Updated: Dec 3, 2020
Part 2 of this blog (here's part 1) lends itself to possible questions that can arise before, during, and after owning a pair. I wanted to share an honest FAQ that tends to be learned after the fact something (usually an unglamorous side) has happened. I'm generally a proponent of experience being a strong teacher in life. Though, if you can prevent repercussions from happening earlier through curiosity and a helpful friend to guide you, that's better! Here are some oddities that can arise:
Do I need to wear underwear?
No, never wear underwear with cycling shorts/bibs. It’s meant to be worn on its own. It’ll take a few rides to get used to (and even forget about). The design of the chamois is to trap bacteria and provide a specifically smooth surface area to prevent friction. And it beats having the underwear bunch up, accumulate bacteria, and cause, you guessed it, more chafing.
How often should I wash it?
After every ride, especially if the ride is greater than 2 hours. Bacteria builds up in the chamois area, it gets moist and it can get smelly. It’s best to wear bibs once and wash it afterwards. Again, treat this like it’s underwear (blog on how to care for clothes coming soon!)
I’m getting painful sores (bumps) after a ride, what is this?
Probably saddle sores - a pimple like mound, could also be a small open wound from constant irritation found anywhere there is contact with the saddle (I told you this was unglamorous). This often happens when you ramp up the saddle time too fast. You can get this from:
Starting to get used to riding for long periods of time and
Chamois not fitting right for you which can aggravate a hot spot
possibly a new saddle position or new saddle in general
Tips to reduce saddle sore occurrence:
For the first time, I suggest wearing it for rides under 2 hours for the first few rides so your body can acclimate to the extra material.

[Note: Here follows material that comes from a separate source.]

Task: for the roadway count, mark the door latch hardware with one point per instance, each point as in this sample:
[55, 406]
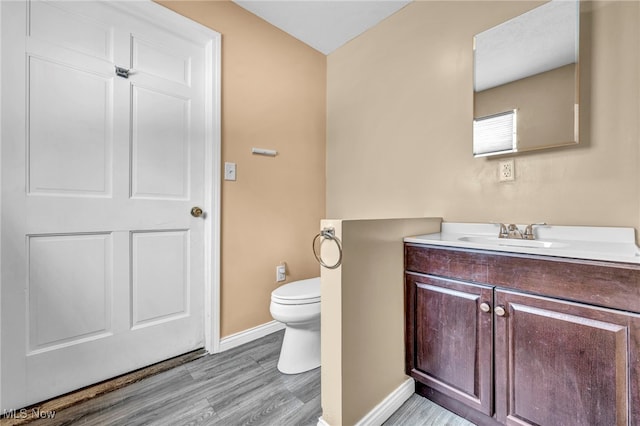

This can also reduce the chances of getting sores and allow your body time to adapt to the new clothes.
If you feel any pain after a ride in the crotch area, stop and rest for a few days until it goes away. If it persists, you may need to experiment with new bib shorts or even add try chamois cream.
Chamois cream - For long rides (long is relative, I know but I'm assuming 3+ hours), try chamois specific cream to address chafing. If the bibs fit like a glove, then you might not even need chamois cream at all.
The rule of thumb is, you should be riding comfortable for at least an hour without experiencing any sort of chafing or pain. If you do, you may need to investigate the bib, saddle type, and bike fit, to see what could be the culprit.
The above is meant to inform you and address some questions that may arise as you start cycling with cycling shorts. The benefits of owning a pair FAR outweigh what can arise from the above and when you find that special pair, you are off to the races!